Lauren Omartian | Massachusetts, United States

Closed Door


A photographer shares her story of iatrogenic injury from mental health "treatments". She does this in honor of those too debilitated to advocate for themselves and in memory of those who have perished.

Lauren Omartian's essay, For the Record.


Journey Down Under

I hadn’t planned on taking pictures that snowy morning. But, having arrived early for a meeting at a local psychiatric hospital, I ventured downstairs, ostensibly for a walk. I hadn’t been in its tunnels for years.

As a matter of fact, the most recent visit was back in July 2015, when I unexpectedly left my therapist’s office, for good. I recall time passed in cinematic slow motion, instinctively comforting myself, We never-ever have to come back here.

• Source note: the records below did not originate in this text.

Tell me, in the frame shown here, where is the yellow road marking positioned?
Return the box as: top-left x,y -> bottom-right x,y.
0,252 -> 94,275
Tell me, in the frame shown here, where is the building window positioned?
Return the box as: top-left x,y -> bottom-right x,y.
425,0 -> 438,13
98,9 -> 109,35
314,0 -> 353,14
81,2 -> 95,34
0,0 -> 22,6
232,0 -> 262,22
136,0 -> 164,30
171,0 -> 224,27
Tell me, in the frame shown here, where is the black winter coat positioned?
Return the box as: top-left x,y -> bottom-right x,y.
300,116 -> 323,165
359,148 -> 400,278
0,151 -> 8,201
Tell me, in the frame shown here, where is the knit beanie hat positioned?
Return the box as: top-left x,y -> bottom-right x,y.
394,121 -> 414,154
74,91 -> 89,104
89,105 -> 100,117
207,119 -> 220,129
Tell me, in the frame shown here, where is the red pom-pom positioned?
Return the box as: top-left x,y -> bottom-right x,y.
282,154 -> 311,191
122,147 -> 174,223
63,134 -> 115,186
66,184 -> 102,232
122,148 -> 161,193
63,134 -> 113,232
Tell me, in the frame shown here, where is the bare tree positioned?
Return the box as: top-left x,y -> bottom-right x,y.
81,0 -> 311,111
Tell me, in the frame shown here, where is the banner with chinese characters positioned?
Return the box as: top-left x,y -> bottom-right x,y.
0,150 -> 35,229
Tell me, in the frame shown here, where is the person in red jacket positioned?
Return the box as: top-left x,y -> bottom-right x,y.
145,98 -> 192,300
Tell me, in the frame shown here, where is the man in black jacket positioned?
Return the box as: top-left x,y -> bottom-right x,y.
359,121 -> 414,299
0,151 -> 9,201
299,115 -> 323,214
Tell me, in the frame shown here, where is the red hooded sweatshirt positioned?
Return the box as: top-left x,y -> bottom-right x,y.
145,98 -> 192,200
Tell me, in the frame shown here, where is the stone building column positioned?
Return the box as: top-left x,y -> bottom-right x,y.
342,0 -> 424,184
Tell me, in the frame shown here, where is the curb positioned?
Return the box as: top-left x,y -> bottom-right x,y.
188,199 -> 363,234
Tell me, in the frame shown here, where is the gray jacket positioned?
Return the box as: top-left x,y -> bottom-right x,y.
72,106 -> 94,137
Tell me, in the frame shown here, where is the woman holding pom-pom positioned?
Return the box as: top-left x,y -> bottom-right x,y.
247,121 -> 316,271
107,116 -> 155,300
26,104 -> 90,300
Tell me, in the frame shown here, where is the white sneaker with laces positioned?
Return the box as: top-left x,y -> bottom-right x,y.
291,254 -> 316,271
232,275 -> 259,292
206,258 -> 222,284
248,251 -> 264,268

Padding down the hall in my black ballet flats, I gingerly climbed the century-old brick steps, leaned in to a heavy metal door and found myself immersed in mid-summer light. For the first time in 23 years, I was untethered from Psychology.

In the here and now, the tunnels are desolate, funereal. Decades of memories bubble up as I walk briskly past spider-webbed windows and a myriad of alcoves. A faint, forlorn self is revealed. One tainted by standard-of-care protocols that intentionally or not were shaming. And scarring.

As I traverse the serpentine passageways with their signature decay, I feel more than encroaching wariness: an admixture of boldness, empowerment, reclamation. I take pictures reflexively, as a means of defusing my anxiety and documenting an emerging emancipation.